John Eric Daniels (born August 14, 1951) is an American banker, and the former chief executive officer (CEO) of Lloyds Banking Group.
He was born in Dillon, Montana, the son of a German university professor and a Chinese mother, who met at the University of California, Berkeley. He went to high school in New Jersey. He received a bachelor's degree in History at Cornell University in Ithaca, New York graduating in 1973, then a master's degree in Management at the MIT Sloan School of Management in Cambridge, Massachusetts leaving in 1975.

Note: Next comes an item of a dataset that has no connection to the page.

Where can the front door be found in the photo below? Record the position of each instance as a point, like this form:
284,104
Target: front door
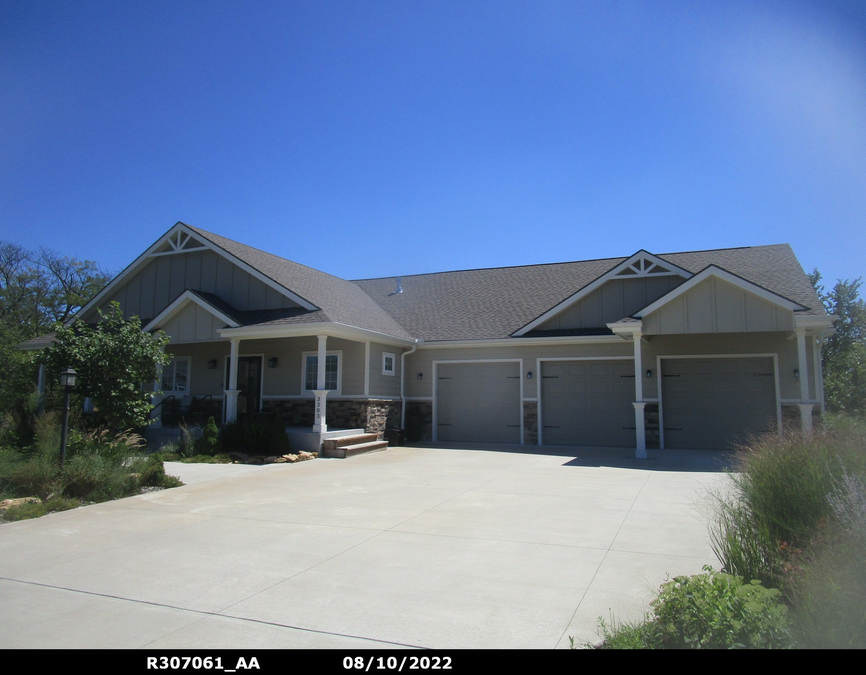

He worked with Citibank from 1975, based in Panama for five years, then worked in Argentina and Chile. In the late 1980s, he spent three years in London. He became chief operating officer of Citibank Consumer Bank in 1998. Citibank and Travelers merged in 1998 and he became chairman and CEO of Travelers Life and Annuity. From 2000 he was chairman and CEO of Zona Financiera, a small short-lived internet startup company, which failed in 2001. He joined Lloyds TSB in 2001 as head of retail banking. He became CEO of Lloyds TSB in June 2003, and of Lloyds Banking Group in January 2009 after the merger with HBOS. He built a reputation for being quietly spoken, thoughtful and not prone to superlatives - what many would describe as excellent, he would say was "pleasing". On 20 September 2010 it was announced that he would be retiring as Chief Executive of Lloyds.